Towards a Foundation Model for Partial Differential Equations: Multi-Operator Learning and Extrapolation
Jingmin Sun, Yuxuan Liu, Zecheng Zhang, Hayden Schaeffer
TL;DR
This paper presents PROSE-PDE, a bi-modal transformer-based foundation model for one-dimensional time-dependent PDEs that can predict future states while simultaneously learning the governing equations. By employing symbolic encoding via Polish notation and a five-component architecture (Data/Symbol Encoders, Feature Fusion, Data/Symbol Decoders), the model supports multi-operator learning and cross-modal information exchange through cross-attention, enabling extrapolation to unseen systems without fine-tuning.
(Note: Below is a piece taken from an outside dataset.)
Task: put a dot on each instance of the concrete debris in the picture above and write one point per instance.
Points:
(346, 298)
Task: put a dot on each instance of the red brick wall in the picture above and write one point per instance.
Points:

The authors demonstrate EPF-type generalization across shocks and rarefactions, unseen operators, and varying input conditions, along with ablations showing the essential role of the symbolic modality. These advances suggest a path toward general-purpose PDE solvers that can generalize across models, parameters, and physical regimes with limited task-specific tuning, aiding applications in physics, geology, and biology.
Abstract
Foundation models, such as large language models, have demonstrated success in addressing various language and image processing tasks. In this work, we introduce a multi-modal foundation model for scientific problems, named PROSE-PDE. Our model, designed for bi-modality to bi-modality learning, is a multi-operator learning approach which can predict future states of spatiotemporal systems while concurrently learning the underlying governing equations of the physical system. Specifically, we focus on multi-operator learning by training distinct one-dimensional time-dependent nonlinear constant coefficient partial differential equations, with potential applications to many physical applications including physics, geology, and biology. More importantly, we provide three extrapolation studies to demonstrate that PROSE-PDE can generalize physical features through the robust training of multiple operators and that the proposed model can extrapolate to predict PDE solutions whose models or data were unseen during the training. Furthermore, we show through systematic numerical experiments that the utilization of the symbolic modality in our model effectively resolves the well-posedness problems with training multiple operators and thus enhances our model's predictive capabilities.